The WSJ reports,"Gold prices fell below $1,300 an ounce Tuesday as worries about weaker demand for physical gold in China triggered a selloff across precious metals.
Gold for June delivery, the most actively traded contract, dropped $33.30, or 2.5%, at $1,294.20 a troy ounce on the Comex division of the New York Mercantile Exchange. Gold is on track for its biggest one-day loss in percentage terms since Dec. 19.
Silver futures also posted steep declines. Silver for May delivery, the most active contract, fell 58.5 cents, or 2.9%, at $19.425 a troy ounce on the Comex".

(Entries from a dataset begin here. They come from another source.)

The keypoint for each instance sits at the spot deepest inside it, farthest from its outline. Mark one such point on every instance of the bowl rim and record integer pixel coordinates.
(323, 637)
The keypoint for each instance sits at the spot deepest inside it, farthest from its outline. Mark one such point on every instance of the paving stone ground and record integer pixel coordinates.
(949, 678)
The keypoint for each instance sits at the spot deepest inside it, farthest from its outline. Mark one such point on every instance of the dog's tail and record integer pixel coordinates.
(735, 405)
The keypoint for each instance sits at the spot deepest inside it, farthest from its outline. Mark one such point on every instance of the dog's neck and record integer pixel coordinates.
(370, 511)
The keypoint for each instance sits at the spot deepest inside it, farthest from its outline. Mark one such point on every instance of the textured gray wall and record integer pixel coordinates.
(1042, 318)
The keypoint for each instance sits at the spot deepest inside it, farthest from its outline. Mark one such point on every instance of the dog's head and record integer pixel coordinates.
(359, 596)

Gold prices erased a week's worth of gains after data showed China's money-supply growth was lower than expected in March, intensifying investor fears that a slowing economy will weigh on the country's demand for gold.
Despite robust credit growth, China reported lower-than-expected money-supply growth in March. At the end of the month, the broad M2 measure of money supply was up 12.1% from a year earlier, short of the median 13% increase forecast by the economists and February's 13.3% rise.
Citigroup economist Ding Shuang said the slower growth in money supply was a result of the central bank's open-market operations, which brought a net withdrawal of liquidity in March.
"But I don't think that's a signal of monetary-policy tightening," Mr. Ding said. "On the contrary, I think the below-target M2 could offer more room for loosening by the central bank in the months ahead."
China's central bank is expected to conduct more open-market operations in the following months to inject liquidity into the domestic market, said Mr. Ding.